BUG OF THE MONTH: August 1996

Leaf-Cutter Bees

Order Hymenoptera, family Megachilidae (part)

Copyright © 1996 by  Louise Kulzer

This article originally appeared in Scarabogram, August 1996, New Series No. 196, p. 3.

b&w photo of two Megachile species adults
Two species of Megachile
(from Howard 1903)

I always like late spring and summer, because as soon as my roses start looking good, I can be pretty sure the leaf-cutter bees are not far behind. Leaf-cutter bees are solitary bees in the family Megachilidae (but remember, not all megachilids cut leaves). Those that do cut leaves use them to line their nests, which are constructed in a variety of places, such as tunnels in the ground, under stones, in the pith of brambles (Frost 1959) or excavated in wood.

[Most megachilids use pre-existing holes and do not dig their own burrows. Of 20 genera in the Pacific Northwest, three (Trachusa, most Megachile, some Hoplitis) use leaf pieces and many Osmia (a large genus also including the mason bees) use chewed-up leaf (Stephen et al. 1969).]

diagram of Megachile nest

Actually, it's a bit more elaborate than just lining the nest burrow. Leaf-cutter bees construct several cells from the leaf pieces they collect. The cells are positioned end to end in a long burrow. Several circular leaf pieces form the bottom, then oblong pieces are placed along the sides to form a "thimble." This thimble is then provisioned with nectar and pollen, and an egg is laid in it. Then the bee cuts more circular pieces to close the cell. Once the cell is closed, the bee starts another cell above the first, until the whole cavity is filled. Like all solitary bees, the female leaves the nest after it is closed.

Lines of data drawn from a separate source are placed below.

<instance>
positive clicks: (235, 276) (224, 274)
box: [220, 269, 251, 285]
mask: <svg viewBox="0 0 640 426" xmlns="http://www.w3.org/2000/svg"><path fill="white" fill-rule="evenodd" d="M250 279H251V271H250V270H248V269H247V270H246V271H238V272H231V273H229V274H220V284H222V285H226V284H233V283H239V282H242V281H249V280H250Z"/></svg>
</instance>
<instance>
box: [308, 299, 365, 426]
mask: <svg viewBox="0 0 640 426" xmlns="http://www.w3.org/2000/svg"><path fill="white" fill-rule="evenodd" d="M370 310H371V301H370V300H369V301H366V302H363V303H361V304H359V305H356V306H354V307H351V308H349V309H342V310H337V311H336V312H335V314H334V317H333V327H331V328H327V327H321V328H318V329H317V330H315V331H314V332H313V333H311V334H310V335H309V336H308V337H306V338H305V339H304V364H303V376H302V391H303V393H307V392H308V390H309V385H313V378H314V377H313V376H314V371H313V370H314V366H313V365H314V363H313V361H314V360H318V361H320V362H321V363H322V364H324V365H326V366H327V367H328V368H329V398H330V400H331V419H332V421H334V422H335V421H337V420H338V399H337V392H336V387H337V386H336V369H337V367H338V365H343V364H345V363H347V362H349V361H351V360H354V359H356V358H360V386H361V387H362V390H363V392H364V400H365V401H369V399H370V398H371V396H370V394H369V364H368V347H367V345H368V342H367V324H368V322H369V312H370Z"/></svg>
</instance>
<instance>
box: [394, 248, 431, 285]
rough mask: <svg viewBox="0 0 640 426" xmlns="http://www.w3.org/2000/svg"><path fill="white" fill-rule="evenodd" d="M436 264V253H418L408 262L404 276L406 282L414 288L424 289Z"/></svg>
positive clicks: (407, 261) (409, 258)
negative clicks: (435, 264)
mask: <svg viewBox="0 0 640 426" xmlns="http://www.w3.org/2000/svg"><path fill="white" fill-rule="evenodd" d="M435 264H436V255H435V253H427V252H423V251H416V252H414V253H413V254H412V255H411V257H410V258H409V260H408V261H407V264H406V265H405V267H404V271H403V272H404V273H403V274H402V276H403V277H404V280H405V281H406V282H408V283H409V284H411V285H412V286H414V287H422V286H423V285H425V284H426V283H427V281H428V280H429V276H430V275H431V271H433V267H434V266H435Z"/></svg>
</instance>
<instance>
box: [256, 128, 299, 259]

The grubs fend for themselves on the nectar and pollen.

The adult leaf-cutter bee is smaller than a honey bee, dark, often hairy, with a prominent pollen basket below. Females are workaholics, and are a delight to watch because, being so intent on cutting leaves, they usually ignore a nearby observer! The leaf sections are cut with the mandibles, and the bee forms an arc with her head along the leaf edge to make the circular shape. (They remind me a little of an electric can opener, only with much more personality.)

scan of rose leaves with bee cuts
Leaf-cutter bee damage on rose. Note both
oval and circular cuts.

Leaf-cutter bees are most notorious for cutting circular and oval holes in rose leaves, but I have seen them gather Hypericum sp. (St. John's wort), and this year they are particularly attracted to my vine maple. None of these plants are in the same family either, so that's not it. I think they choose plants that have a specific texture and thickness, much as one might choose paper of a certain weight for a report cover. It would be interesting to compare observations, fellow Scarabs!

Next time you see round or oval holes in your rose leaves, notice if they are regular and neat in outline (rather than ragged, like beetle damage is). If so, don't be dismayed. Just wait quietly and you may be rewarded by seeing first-hand the efficient, elegant work of the leaf-cutter bee.


Frost, S.W. 1959. Insect Life and Insect Natural History. Dover Publications, NY.

Stephen, W.P., G.E. Bohart, & P.F. Torchio. 1969. The Biology and External Morphology of Bees, With a Synopsis of the Genera of Northwestern America. Agricultural Experiment Station, Oregon State University, Corvallis.